Under certain circumstances, a duty to communicate information may exist from the time of signing of the margin agreement, as in the case of an actual investment advisor as opposed to a mere broker. Giving investment opinion and advice in return for compensation is a major economic activity, specialized enough to have given rise to specific Federal statutory regulations, i. e., Investment Advisors Act of 1940, 15 U.S. C.A. § 80b-1.

Generally, however, investment advisors are responsible only for making recommendations based upon their own business judgment and are not responsible for learning, let alone transmitting, all information which could influence market prices.

An agreement to undertake investment advisory responsibilities must be pleaded and proven with the same degree of certainty as any other claim arising out of an express contract, and failing such proof there is no liability. Clements v. R. J. Arrowsmith, Inc., 10 N.J.Misc. 1009, 161 A. 837 (N.J.Ch., 1932); Strassberg v. Lamborn, Hutchings & Co., 307 Ill.App. 546, 30 N.E.2d 795 (1940); Stern v. Forchheimer, 37 Misc.2d 648, 235 N.Y.S.2d 877 (N.Y. County, 1963), aff'd 42 Misc.2d 98, 247 N.Y.S.2d 518 (App. Dep't 1964).

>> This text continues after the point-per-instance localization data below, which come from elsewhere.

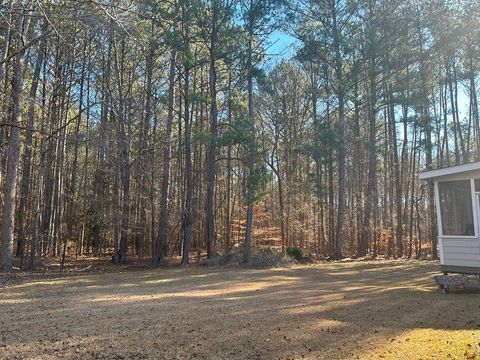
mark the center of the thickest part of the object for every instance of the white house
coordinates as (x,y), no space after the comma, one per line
(457,199)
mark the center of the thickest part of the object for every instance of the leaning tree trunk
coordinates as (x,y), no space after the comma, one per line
(10,189)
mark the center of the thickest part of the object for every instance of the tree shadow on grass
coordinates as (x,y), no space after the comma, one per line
(320,312)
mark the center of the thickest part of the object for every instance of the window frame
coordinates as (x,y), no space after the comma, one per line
(475,209)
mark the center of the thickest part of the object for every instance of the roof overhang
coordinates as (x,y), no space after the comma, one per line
(452,170)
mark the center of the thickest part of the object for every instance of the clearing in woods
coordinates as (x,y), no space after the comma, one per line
(339,310)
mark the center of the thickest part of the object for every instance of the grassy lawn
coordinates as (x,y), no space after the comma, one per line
(361,310)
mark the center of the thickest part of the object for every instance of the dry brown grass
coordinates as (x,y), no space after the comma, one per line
(341,310)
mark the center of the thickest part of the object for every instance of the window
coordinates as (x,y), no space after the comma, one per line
(456,207)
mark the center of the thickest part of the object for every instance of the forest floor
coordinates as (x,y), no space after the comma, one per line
(347,310)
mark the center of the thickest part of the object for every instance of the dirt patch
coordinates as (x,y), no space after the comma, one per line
(330,311)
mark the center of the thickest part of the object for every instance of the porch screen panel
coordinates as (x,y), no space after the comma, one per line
(456,207)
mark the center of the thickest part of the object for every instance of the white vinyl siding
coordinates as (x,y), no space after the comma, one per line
(465,252)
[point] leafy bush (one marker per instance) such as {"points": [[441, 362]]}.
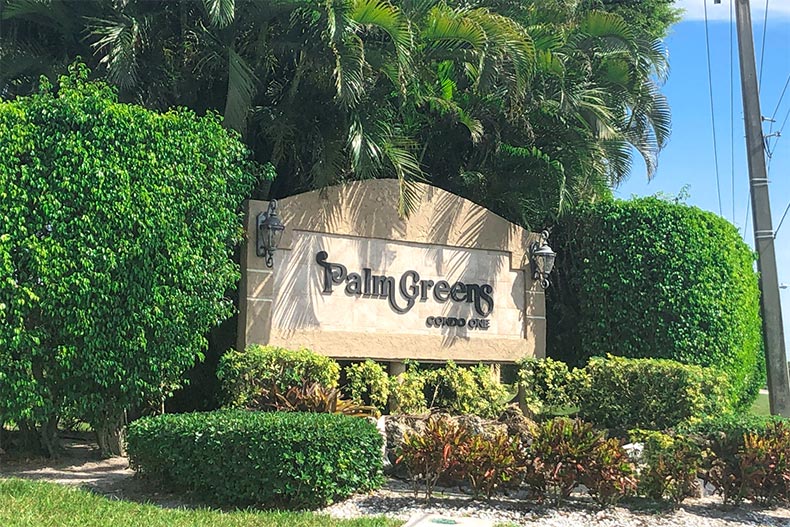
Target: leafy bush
{"points": [[239, 458], [566, 452], [733, 426], [461, 390], [117, 227], [310, 397], [549, 386], [407, 390], [247, 376], [650, 279], [368, 383], [752, 465], [653, 394], [672, 464]]}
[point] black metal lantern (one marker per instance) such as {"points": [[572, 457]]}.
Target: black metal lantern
{"points": [[541, 259], [270, 230]]}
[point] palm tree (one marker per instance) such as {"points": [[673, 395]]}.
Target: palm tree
{"points": [[521, 106]]}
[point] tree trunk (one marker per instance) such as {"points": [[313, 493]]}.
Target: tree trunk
{"points": [[29, 438], [49, 437], [110, 436]]}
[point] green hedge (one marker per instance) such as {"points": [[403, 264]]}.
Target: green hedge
{"points": [[245, 374], [646, 278], [240, 458], [653, 394]]}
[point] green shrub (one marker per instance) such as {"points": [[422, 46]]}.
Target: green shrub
{"points": [[650, 279], [549, 386], [310, 397], [240, 458], [567, 452], [117, 230], [654, 394], [368, 383], [406, 390], [672, 464], [749, 456], [246, 376], [734, 426], [465, 390]]}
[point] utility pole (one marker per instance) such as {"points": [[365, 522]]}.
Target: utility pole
{"points": [[773, 332]]}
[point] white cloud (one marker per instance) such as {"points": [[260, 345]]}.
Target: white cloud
{"points": [[695, 10]]}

In Minez v. Merrill, 237 App.Div. 760, 264 N.Y.S. 266 (1933), even an allegation that plaintiff

 
... and defendant stockbrokers entered into a contract for expert and special advice concerning the management of a stock account plaintiff had with defendants, and that ... by reason of defendants' breach thereof plaintiff has been damaged to the extent of $1,000,000

was dismissed as defectively vague.

The defendant here was a broker with respect to plaintiff, and any investment advice was incidental to brokerage services. Defendant denies that any investment advice was given with respect to commodity trading and in fact contends the opposite because of the speculative nature of the business. The defendant here was not an investment advisor and had no fiduciary relationship to the plaintiff which required relaying of any market information. Where the broker-dealer is also an investment advisor he does occupy a fiduciary relationship. In re Arleen W. Hughes, 27 S.E.C. 629 (Feb. 18, 1948), aff'd Hughes v. S. E. C., 174 F.2d 969 (D.C. Cir. 1949), the Commission stated at p. 639:

 
... We emphasize that it is not intended that the disclosure requirements, which we have found applicable to registrant, be imposed upon broker-dealers who render investment advice merely as an incident to their broker-dealer activities unless they have by a course of conduct placed themselves in a position of trust and confidence as to their customers.

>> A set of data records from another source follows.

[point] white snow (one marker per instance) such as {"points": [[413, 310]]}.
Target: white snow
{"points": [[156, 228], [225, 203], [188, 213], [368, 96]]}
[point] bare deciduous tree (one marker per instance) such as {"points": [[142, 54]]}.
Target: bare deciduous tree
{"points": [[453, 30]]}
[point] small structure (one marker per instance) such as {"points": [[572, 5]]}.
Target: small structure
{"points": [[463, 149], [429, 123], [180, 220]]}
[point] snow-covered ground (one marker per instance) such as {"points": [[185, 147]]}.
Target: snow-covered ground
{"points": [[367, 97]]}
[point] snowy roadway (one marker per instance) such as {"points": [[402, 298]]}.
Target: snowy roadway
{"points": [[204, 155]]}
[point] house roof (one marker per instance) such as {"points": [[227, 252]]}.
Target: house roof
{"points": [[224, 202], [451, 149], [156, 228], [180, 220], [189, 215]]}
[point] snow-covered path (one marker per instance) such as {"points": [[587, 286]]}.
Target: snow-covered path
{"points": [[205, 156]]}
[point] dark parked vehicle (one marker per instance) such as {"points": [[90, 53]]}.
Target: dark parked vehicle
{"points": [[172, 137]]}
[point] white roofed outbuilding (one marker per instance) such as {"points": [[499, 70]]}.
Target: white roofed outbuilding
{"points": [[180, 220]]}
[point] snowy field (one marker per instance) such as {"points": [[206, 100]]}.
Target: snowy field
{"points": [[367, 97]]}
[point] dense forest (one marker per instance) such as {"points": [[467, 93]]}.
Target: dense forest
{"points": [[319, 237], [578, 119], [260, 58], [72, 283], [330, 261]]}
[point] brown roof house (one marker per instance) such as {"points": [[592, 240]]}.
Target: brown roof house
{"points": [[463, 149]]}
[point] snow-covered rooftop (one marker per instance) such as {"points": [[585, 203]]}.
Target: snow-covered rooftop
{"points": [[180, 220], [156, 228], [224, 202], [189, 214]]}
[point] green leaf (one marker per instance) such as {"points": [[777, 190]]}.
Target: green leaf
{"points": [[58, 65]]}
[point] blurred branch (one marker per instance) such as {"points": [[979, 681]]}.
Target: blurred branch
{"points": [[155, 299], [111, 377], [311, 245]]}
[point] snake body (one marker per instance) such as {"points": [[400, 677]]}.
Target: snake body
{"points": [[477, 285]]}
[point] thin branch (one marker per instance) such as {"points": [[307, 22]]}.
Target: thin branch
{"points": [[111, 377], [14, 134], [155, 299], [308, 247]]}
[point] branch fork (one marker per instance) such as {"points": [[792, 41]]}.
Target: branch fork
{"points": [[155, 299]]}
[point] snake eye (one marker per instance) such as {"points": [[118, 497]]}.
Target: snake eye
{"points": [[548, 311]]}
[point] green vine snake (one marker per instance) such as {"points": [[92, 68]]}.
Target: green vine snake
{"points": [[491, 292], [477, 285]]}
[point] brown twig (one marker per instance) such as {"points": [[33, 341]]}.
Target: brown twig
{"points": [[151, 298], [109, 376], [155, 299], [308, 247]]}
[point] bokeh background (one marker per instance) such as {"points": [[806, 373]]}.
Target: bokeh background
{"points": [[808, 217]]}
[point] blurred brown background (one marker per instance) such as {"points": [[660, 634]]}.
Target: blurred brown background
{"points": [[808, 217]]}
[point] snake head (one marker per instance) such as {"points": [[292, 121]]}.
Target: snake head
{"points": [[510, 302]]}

Even in broker-dealer cases, where dealer activities impose greater duties than would otherwise rest on a mere broker, courts have held that absent an express investment advisory contract there is no fiduciary duty unless the customer is infirm or ignorant of business affairs. The instant defendant, of course, was only a broker and not a broker-dealer, in its transactions with the *114 plaintiff; that is, it was not selling future contracts owned by itself, only executing the plaintiff's orders on an open market.

The Court concludes therefore that defendant had no duty to disclose the market information, that in any event it did so in a reasonable and timely manner, and that therefore it is not liable to plaintiff.

Accordingly, judgment will be rendered for the defendant on plaintiff's claim and against plaintiff on defendant's counterclaim. All costs are to be taxed against plaintiff.